# Help on 1995 NISSAN 240SX Interior



## rcurras (Jan 17, 2006)

Help on 1995 NISSAN 240SX Interior

How are you doing?

I own a 1995 NISSAN 240SX, and I would like some help (on-line tutorial or book that I can buy) in removing the interior panels on it (since most of the parts like the AC vents, etc are in very poor condition).

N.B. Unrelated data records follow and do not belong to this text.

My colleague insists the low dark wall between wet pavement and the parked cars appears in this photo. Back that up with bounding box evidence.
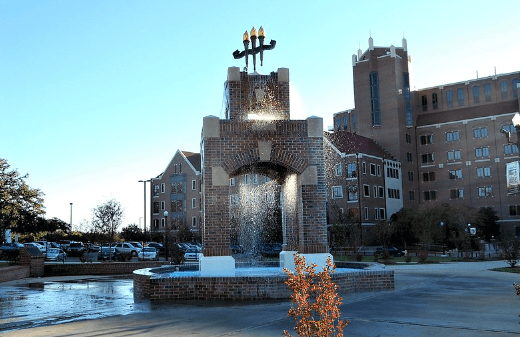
[45,261,169,276]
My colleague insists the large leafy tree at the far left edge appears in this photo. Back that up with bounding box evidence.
[0,158,45,232]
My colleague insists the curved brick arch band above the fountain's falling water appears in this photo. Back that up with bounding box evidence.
[222,148,308,176]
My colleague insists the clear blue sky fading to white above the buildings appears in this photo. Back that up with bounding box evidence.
[0,0,520,230]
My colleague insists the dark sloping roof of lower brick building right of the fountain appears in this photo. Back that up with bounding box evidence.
[324,131,395,160]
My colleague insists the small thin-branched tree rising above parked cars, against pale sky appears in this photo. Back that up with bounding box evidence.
[92,199,124,241]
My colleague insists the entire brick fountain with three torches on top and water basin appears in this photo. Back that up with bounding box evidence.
[134,29,393,300]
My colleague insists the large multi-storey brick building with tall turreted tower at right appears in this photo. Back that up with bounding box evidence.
[329,38,520,237]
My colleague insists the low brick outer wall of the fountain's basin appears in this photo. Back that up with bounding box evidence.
[134,270,394,301]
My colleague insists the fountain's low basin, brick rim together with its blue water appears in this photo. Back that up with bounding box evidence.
[133,264,394,301]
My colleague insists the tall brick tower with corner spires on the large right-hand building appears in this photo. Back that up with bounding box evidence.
[352,38,419,207]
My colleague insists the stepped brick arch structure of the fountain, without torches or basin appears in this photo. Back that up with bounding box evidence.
[201,67,328,275]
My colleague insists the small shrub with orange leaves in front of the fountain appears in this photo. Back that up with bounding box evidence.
[283,254,349,337]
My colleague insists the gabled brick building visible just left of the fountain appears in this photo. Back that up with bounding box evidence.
[150,150,201,231]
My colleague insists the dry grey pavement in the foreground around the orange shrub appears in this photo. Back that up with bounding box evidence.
[0,261,520,337]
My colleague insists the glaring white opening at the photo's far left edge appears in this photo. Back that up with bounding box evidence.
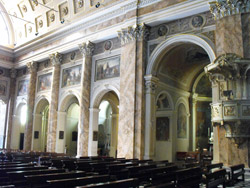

Is there any place (other than e-Bay and a Junk-Yard) that sell these parts or custom made them?

Thanks for your help.


----------



## Nismo240 (Jul 24, 2004)

if you have a chilton book it should show you how to remove most of the panels. as for buying new parts, i think you might be able to go to nissan and get them to order the parts for you.


----------



## ABuSD (Jun 28, 2005)

If u arent in a hurry, i will be taking apart my 200sx (your 240, im in Australia) ill prolly be taking alot of pics, also customising most of mine ie: instead of the ac vents im want to make a din sized hole to fit a h/u with motorised screen, perfect place for a screen(that or 3 guage holes).
Gotta finish my current car 1st  so maybe about 2 months away!?!

If it turns out good, i wouldnt mind making more and selling them!

Although im RHD id say it would be pretty much the same(removing wise).


----------



## Bullet23 (Feb 26, 2004)

I'm having trouble removing some of the rear panels in my car. I have the Chilton manual but it doesn't show anything about the rear panels. Also anyone know what torque the seatbelts should be at. Thought I would find that out before i took them off to get the rear panels out.


----------